NORVEÇ ve İsveç dersini iyi çalışan öğrenciler gibi. Her türlü refah raporunda düzenli olarak birinci ve ikinci sırada yer alıyorlar. Gerçi insanlar aşırı düzen yüzünden sıkıntıdan patlıyor, hatta Norveçliler, işlerine fazla burnunu sokuyor diye devleti ‘‘dadı’’ya bile benzetiyorlar ama, dünyanın en insanca yaşanacak yerleri Norveç ve İsveç. Son rapora göre bu iki ülkeyi Kanada, Belçika ve Avustralya izliyor.

İki ülke de son derece temiz, düzenli, güvenli, trafik derdi yok, fazla çalışmak da gerekmiyor. Demokrasi ve özgürlükler tıkır tıkır işliyor. Bu sorunsuz hayatın sırrı da sonsuz doğal kaynaklarda ve sosyal adalet kaygısına paralel olarak bu kaynakların iyi yönetiminde yatıyor.

BM, ortalama ömür süresi, bebek ölümleri, eğitim ve sağlık hizmetleri ve kişisel gelirleri esas alarak yaşam kalitesine göre ülkeleri sınıflandırıyor. Şimdi birinci sıradaki Norveç ile sonuncu durumdaki Sierra Leone'yi karşılaştıralım.

Norveç'te iş yasaları inanılmaz sıkı. Bu yasalar baştan aşağı, insanlara bolca boş vakit kalsın diye düzenlenmiş. Ülke ferah, insanlara rahat nefes alabileceği geniş alanlar yaratılmış. Eğitim ve sağlık hizmetlerinin tamamı devlet tarafından sağlanıyor. Özel okullar da var ama, giden yok. Herkes devlet okulunu tercih ediyor. Herkes sigorta güvencesi altında, sistemin dışında kalan yok gibi. Norveçliler dünyanın en fazla tüketen uluslarından biri. Özellikle de elektronik ürünleri, çünkü elektrik sudan ucuz.
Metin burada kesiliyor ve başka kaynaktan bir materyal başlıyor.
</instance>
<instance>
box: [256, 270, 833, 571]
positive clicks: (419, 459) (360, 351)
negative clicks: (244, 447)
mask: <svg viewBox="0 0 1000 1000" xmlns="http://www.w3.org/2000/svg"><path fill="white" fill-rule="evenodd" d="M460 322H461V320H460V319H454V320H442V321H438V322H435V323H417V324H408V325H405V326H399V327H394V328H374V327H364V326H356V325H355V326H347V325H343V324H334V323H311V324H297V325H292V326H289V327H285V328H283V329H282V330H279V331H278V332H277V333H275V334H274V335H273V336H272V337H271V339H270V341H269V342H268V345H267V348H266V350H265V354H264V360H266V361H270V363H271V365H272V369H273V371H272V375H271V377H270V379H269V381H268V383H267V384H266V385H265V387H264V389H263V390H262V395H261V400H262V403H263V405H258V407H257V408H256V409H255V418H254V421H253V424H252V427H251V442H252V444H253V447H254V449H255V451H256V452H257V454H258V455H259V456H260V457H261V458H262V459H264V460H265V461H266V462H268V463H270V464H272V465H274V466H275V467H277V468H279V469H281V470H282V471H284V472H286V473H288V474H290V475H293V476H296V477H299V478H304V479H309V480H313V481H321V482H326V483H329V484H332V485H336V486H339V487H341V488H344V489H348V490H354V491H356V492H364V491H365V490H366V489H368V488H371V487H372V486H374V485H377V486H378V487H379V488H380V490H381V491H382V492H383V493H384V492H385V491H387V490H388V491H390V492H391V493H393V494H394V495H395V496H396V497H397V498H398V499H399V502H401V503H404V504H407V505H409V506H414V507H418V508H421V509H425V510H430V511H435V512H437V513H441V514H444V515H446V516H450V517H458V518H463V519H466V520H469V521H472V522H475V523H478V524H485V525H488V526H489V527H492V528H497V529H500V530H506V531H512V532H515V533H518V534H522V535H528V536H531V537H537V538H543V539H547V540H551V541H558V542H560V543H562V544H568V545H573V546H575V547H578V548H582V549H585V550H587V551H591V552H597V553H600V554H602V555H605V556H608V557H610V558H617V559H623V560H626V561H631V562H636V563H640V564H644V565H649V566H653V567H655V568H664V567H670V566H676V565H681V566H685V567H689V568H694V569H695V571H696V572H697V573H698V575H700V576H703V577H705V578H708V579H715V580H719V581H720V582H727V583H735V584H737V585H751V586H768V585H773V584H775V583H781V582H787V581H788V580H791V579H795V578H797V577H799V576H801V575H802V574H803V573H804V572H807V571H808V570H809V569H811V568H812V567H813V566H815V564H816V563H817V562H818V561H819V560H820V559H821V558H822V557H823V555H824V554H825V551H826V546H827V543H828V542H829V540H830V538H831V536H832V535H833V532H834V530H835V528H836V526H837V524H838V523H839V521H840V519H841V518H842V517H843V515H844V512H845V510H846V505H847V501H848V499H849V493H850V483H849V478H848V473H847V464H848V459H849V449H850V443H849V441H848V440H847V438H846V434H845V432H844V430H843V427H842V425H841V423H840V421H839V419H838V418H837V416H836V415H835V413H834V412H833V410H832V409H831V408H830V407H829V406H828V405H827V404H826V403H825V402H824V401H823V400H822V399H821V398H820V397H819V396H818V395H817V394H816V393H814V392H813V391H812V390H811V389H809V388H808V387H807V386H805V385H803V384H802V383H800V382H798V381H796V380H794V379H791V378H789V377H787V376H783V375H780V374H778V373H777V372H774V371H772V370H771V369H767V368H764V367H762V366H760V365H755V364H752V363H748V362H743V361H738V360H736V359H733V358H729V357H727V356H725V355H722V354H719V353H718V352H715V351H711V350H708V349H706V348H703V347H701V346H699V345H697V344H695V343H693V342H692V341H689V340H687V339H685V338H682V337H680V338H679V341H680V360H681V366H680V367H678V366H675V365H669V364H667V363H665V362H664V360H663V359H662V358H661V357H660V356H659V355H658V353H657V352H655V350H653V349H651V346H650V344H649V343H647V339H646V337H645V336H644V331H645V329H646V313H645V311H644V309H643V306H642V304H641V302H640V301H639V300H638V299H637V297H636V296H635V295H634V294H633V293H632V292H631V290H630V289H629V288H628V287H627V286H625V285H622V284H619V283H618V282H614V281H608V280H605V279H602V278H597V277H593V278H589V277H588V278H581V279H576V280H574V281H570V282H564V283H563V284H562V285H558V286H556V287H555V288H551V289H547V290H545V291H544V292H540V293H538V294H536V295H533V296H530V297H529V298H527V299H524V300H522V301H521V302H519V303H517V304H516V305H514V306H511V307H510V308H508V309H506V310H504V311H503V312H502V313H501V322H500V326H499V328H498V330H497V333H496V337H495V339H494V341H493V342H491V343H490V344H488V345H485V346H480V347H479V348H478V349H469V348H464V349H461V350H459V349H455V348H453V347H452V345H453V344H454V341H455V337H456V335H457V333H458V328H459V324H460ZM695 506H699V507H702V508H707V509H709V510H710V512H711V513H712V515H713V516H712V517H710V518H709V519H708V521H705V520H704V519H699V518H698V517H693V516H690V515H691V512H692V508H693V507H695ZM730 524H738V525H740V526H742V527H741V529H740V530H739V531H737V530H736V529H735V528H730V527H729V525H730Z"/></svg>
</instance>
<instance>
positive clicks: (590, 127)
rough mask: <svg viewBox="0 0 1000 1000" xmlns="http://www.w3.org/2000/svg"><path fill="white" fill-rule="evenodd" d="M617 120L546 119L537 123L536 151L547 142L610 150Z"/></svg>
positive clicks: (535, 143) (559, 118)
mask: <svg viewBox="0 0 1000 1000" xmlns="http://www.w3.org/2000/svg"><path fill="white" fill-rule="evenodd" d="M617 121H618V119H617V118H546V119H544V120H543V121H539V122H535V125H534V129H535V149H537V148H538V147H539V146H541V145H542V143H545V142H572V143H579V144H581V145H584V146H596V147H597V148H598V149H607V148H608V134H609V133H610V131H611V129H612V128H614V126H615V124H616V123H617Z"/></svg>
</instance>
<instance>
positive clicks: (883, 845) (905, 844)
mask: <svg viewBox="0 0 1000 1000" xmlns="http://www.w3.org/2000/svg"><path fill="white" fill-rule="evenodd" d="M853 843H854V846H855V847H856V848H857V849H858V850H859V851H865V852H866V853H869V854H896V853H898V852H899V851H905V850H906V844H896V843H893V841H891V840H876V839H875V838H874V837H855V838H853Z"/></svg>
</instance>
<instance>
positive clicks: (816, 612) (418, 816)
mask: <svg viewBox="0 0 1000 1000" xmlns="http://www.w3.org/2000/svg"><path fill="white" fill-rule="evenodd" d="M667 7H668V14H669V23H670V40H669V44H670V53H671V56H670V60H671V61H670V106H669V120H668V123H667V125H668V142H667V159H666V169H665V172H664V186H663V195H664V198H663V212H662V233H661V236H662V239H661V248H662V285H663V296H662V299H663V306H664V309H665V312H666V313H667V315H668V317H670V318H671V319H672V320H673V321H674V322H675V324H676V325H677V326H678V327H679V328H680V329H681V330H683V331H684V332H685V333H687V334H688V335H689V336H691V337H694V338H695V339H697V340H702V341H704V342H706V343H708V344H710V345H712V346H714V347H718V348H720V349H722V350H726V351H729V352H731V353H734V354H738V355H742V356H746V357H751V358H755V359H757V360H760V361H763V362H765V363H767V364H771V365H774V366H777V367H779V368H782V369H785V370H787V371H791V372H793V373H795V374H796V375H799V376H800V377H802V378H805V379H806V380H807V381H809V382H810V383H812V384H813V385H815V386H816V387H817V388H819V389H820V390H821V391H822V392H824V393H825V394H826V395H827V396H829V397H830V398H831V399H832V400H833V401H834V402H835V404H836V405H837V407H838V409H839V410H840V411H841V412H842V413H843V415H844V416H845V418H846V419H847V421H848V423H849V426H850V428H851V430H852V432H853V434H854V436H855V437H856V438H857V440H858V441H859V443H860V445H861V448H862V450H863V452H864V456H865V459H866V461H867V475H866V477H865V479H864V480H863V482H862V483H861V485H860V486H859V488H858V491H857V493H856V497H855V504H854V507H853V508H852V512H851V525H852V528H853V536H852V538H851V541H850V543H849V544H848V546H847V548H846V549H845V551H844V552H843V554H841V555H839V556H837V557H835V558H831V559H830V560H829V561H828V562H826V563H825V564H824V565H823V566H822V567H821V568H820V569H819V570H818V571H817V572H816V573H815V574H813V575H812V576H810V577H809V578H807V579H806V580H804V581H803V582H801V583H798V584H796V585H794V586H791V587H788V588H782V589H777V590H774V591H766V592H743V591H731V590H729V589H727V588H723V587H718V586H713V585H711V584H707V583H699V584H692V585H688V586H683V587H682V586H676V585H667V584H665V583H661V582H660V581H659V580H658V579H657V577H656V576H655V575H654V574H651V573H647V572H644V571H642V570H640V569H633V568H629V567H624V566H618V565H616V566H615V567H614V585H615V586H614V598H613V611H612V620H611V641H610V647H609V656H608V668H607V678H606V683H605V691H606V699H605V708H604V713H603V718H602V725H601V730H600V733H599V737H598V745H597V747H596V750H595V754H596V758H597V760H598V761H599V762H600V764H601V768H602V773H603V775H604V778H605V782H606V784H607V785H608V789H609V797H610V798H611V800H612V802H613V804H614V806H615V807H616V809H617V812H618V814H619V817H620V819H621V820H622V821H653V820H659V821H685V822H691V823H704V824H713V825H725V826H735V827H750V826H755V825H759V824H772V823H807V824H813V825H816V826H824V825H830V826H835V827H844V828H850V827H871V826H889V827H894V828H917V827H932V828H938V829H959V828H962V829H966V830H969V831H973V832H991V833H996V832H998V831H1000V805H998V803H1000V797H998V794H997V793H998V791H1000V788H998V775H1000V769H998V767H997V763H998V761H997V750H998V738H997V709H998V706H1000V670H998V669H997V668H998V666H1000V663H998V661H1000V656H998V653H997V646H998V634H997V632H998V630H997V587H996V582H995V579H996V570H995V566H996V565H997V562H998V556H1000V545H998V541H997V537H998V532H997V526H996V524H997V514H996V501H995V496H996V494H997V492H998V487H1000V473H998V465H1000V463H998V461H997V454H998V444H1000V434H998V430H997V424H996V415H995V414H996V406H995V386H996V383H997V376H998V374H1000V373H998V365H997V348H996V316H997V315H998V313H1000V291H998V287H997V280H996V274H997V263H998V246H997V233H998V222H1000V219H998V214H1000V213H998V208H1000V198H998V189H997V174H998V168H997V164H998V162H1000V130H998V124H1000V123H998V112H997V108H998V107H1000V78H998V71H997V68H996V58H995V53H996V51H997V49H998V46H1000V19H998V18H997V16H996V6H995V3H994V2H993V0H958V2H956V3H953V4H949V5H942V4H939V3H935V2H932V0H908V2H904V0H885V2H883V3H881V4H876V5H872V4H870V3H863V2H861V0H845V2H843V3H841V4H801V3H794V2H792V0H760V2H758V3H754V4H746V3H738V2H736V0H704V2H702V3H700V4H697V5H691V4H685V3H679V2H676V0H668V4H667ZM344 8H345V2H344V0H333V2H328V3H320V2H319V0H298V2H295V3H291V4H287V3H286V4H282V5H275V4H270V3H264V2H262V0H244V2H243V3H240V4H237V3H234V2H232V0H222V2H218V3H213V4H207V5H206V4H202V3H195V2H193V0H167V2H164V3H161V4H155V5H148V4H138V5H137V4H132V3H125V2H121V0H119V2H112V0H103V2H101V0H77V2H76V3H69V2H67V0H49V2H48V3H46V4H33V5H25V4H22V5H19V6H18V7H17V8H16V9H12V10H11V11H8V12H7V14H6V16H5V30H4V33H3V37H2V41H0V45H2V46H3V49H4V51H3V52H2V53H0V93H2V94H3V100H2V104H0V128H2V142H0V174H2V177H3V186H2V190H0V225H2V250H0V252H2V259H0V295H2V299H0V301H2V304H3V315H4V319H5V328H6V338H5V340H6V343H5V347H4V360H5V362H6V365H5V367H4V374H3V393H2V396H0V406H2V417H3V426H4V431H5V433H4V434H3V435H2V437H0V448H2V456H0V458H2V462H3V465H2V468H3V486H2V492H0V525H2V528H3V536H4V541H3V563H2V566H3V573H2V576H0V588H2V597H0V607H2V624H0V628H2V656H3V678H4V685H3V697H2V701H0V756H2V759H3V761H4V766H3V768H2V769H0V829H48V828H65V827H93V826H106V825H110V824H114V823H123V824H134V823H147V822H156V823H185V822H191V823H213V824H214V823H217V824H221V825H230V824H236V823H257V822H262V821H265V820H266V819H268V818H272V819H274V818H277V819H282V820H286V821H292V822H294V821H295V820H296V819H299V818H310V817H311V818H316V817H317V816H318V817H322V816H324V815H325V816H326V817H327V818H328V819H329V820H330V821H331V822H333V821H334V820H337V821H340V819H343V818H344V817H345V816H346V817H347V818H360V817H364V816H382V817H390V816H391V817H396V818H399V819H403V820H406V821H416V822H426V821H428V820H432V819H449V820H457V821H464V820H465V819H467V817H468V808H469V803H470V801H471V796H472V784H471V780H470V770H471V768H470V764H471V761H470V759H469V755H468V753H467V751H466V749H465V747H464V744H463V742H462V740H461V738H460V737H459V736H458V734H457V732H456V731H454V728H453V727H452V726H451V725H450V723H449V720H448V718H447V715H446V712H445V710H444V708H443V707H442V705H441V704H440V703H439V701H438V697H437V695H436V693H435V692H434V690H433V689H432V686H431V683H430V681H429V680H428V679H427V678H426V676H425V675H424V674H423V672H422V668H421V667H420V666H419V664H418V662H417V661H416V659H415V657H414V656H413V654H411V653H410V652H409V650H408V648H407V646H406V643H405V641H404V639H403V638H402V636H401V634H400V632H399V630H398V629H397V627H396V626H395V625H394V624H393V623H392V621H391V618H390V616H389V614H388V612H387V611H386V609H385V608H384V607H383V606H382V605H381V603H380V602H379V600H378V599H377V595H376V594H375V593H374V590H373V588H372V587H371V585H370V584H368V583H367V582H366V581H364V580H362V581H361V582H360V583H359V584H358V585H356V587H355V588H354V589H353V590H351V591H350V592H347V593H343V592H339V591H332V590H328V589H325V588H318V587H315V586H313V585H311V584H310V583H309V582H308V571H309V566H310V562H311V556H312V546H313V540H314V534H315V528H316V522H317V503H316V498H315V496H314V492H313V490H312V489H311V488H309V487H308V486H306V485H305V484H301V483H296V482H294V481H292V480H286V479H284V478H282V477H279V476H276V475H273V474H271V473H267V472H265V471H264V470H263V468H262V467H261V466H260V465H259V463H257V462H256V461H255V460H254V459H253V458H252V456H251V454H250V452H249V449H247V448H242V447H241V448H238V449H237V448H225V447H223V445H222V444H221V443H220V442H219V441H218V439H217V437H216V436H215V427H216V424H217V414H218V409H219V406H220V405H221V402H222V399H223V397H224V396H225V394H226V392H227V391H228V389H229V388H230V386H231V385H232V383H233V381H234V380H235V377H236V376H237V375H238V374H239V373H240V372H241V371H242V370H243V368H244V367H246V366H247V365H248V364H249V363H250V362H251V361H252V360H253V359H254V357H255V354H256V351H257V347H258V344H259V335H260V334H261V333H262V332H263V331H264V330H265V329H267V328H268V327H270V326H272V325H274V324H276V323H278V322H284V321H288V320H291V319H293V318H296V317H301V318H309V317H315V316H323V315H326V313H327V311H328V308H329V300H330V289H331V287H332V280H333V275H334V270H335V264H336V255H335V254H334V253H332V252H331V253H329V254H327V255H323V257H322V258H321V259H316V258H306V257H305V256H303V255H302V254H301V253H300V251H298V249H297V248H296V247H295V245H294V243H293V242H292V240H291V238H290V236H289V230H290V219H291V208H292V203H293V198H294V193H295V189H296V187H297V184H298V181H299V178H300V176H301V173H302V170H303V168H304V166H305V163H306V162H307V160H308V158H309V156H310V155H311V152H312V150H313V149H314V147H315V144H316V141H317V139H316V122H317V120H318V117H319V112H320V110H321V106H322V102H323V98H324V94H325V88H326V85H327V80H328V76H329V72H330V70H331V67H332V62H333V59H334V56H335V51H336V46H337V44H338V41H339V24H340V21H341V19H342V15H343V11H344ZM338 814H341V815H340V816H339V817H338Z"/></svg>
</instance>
Ancak Norveçlilerin bir şikayeti var; vergiler çok yüksek. Yiyecek içecek pahalı, dışarı yemeğe çıkmak hayli külfetli. Ancak devletin önceliği sosyal adalet olduğu için zengin-fakir uçurumu yok. Demokrasi yerinde, basın özgür ve çok etkin sivil toplum örgütleri var.

Sierra Leone'de çok yoğun işsizlik ve açlık var. Her beş kişiden biri günde bir doların altında geçinmeye çalışıyor. Kırsalda elektrik yok. İnsanların büyük çoğunluğu ısınacak yakıt ve konut bulamıyor. Su kaynakları çok sınırlı. Evlerin çok ötesinden kuyulardan su çekiyorlar. Sağlık hizmetleri yok gibi.

İç savaş yıllarında okullar kapanmıştı, şimdi yeni yeni eğitime dönülüyor. Zenginlerle yoksullar arasında derin uçurumlar var. Parası olanlar jeneratör gibi ‘‘lüks’’ malları alabiliyorlar.

Dolayısıyla bu ülkede ortalama yaşam süresi 39 yıl.